Wait, who was the driver?

This...this is a mirage.
This shit never happens in real life.

Let's return to reality. Uh...the frat boy on the right? That was our driver. Add a few pounds, a few years. And add a cold cooler of beer in the front seat plus a few pharmaceutical snacks.

"Ahoy! I'm Captain Blue Shorts.
Ya ready to party hardy?"

LEGENDARY TIDBIT: "The Flying Dutchman." (1) a legendary Dutch mariner condemned to sail the seas until Judgment Day. (2) a spectral ship that according to legend haunts the seas.

Ready?

Arizona's "Flying Red Dutchman." (1) a legendary sand sailor condemned to cruise the desert until he matures. (2) a spectral red Cadillac convertible that according to legend haunts the sands.

TRAVEL TIP: When Captain Blue Shorts appears in the desert while wearing a yacht cap, ensconced at the helm of the Flying Red Dutchman that's freighted with beer and drugs, do not rule out an imminent cosmic transfer to Parts Unknown. 

The first tip-off was the cooler of suds in the front seat. Really? We were getting a ride in a Caddy 'vert, a freakin' keg party on wheels? And when Captain Blue Shorts (the Yachtsman) popped open the glove box, stuffed with bags of "oregano" and "Flintstones Chewable Multivitamins," and said, "Help yourself!" It was like...Really? Free Flintstones vitamins? REALLY? Soon we were sucking down beers and watching the saguaro cacti go by.

desert telephone poles

Somewhere along the highway we left Earth-Prime and crossed into Earth-2. The Yachtsman spotted a roadside thumber and pulled over. The desert hermit, "Charlie," climbed into the back seat of the Flying Red Dutchman and settled in. He appeared...RELAXED. He spoke Earth-2 English whose alphabet, figuratively speaking, prioritized three letters. Guess which three? Hint: see Charlie's hat. Curiously, Earth-2 English sounds like Esperanto if spoken by a kangaroo.

alias "Charlie"

And thus we were a family of four, touring the U.S.A. from the F.R.D. (Flying Red Dutchman). 
 
Spot quiz. Pattern recognition buffs. Do you detect a cosmic pattern?

U.S.A.
F.R.D.
L.S.D.
(WTF?)

What's it mean? This:

S.O.S.

I, sitting aside "Charlie" in the back, sent out a telepathic S.O.S. The backseat was now Earth-3. Tony, red-eyed and riding shotgun in Earth-2, turned to me while holding up a bag of primo oregano. His telepathic response: Can-you-buh-leeve-this-shit? The highway, at the moment, had no sign of police from Earth-1. This leg of the trip had become...

An intergalactic, interdimensional traffic jam on Arizona's Interstate 17

Odd, no? Tony and I went from The Time Machine (Dodge Main) to The War of the Worlds (Arizona). Anyone who has ever spent time hitchhiking, however, understands that each ride is a surprise package, starting when you open the car door.

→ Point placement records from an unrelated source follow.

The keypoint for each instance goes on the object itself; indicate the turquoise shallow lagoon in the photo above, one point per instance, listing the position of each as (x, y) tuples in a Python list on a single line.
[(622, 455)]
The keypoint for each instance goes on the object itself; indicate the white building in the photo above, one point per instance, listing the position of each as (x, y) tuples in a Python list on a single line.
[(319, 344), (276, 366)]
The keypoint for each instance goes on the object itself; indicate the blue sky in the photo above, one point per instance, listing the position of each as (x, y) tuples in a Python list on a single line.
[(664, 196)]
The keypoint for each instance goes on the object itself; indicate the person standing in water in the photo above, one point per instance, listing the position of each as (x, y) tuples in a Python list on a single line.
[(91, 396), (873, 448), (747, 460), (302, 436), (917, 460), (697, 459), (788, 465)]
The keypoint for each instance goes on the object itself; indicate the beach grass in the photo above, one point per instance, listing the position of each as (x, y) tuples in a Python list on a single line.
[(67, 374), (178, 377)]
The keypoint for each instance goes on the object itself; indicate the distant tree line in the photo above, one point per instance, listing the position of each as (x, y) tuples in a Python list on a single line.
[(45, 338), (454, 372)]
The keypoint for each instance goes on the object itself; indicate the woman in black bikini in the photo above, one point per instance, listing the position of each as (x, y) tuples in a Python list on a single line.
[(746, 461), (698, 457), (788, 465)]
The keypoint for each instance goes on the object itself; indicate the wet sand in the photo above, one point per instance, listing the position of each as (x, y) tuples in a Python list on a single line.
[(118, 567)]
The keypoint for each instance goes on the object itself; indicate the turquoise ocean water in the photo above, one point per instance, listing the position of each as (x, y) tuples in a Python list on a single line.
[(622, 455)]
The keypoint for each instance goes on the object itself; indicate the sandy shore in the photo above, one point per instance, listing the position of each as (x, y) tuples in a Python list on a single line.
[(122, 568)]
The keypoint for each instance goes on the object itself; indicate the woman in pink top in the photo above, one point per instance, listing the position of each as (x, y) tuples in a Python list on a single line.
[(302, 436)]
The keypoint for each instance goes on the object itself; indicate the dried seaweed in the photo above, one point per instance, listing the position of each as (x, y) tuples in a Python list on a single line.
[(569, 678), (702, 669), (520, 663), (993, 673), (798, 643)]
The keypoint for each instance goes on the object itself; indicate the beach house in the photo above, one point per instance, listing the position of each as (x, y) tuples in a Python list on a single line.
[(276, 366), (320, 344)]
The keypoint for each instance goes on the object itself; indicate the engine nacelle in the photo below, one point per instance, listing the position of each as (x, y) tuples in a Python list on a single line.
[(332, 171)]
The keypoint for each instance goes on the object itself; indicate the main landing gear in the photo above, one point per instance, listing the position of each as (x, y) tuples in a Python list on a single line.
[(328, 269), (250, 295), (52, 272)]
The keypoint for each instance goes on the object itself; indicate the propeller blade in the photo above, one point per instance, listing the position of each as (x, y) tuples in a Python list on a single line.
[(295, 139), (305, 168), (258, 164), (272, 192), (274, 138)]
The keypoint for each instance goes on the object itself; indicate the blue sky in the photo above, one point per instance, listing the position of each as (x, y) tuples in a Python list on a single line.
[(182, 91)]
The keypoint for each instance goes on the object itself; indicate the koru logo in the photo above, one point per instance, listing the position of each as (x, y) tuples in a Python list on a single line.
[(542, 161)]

You may get Winnie the Pooh behind the wheel. You may get Dracula. In our case, H.G. Wells had been our tour guide for a year.



(12/29/20 - This sordid peek into the virtual underpants of Chrysler Corporation's Dodge Main has me so shaken I am teetering toward my 17th century fainting couch which is 3 stumble-steps removed from my desk. I shall return to this hideous tell-all soon. After I take my medication, and collapse screaming until I pass out.